Shylock is the one that is “racialized” because there is no textual evidence stating that Shylock’s skin complexion is any different from say that of Antonio or Portia like the way Morocco or Othello’s is. When Portia enters the court, she asks, “which is the merchant here and The Jew?(169)” Shylock is racialized and mistreated for being a Jew throughout the play. Othello was already dark-skinned, so he is not necessarily racialized when compared to Shylock. The later is first racialized only to face religious discrimination incredibly akin to racism. Both Othello and Shylock are needed for some special skill. Othello is needed because of his above-average militant skills. While Shylock is needed because of his money and in that time Jews could only open banks and weren’t allowed to invest their money anywhere else (Siegfried 2016).

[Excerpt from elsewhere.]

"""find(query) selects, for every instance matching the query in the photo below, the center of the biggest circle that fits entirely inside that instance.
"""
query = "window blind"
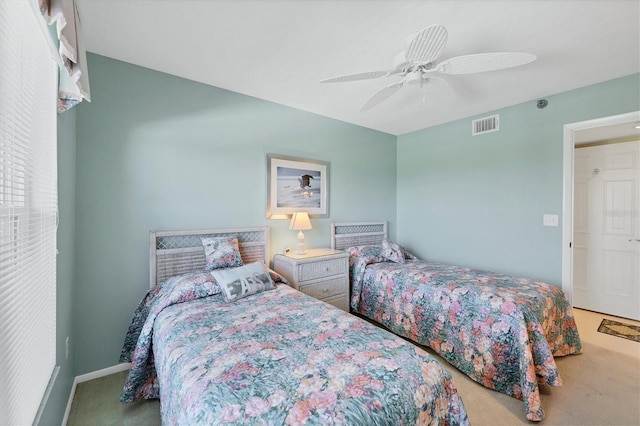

Both Othello and Morocco face racism as they are judged by their complexions. As evidenced earlier Iago, Roderigo and Brabanzio are all racist towards Othello, and constantly refer to him as the Moor. Portia is also racist towards Morocco. Both Othello and Morocco feel that they have to defend their complexion in a society that constantly brings attention to difference in their appearances, specifically skin color. This is how Moroco defends himself: “Mislike me not for my complexion,/ The shadow’d livery of the burnish’d sun,/ To whom I am a neighbor and near bred.(2.1.1)” Like Othello, Morocco feels like he has to defend his appearances by being twice as better than other men that do not have those appearances. That is why Morocco does not just stop there and continues, “I tell thee, lady, this aspect of mine/Hath feared the valiant.(2.1.9)” Othello, as discussed earlier, is forced to defend himself by showcasing his bravery and militancy. He can be seen as a more in-depth version of Morocco. Both Othello and Morocco are not racialized compared to Shylock, who “looks” no different than the “Christians.” Both Othello and Morocco’s “race” gets talked about behind their backs in the play. In their behavior, they sense that this is the case and have it done to their faces too.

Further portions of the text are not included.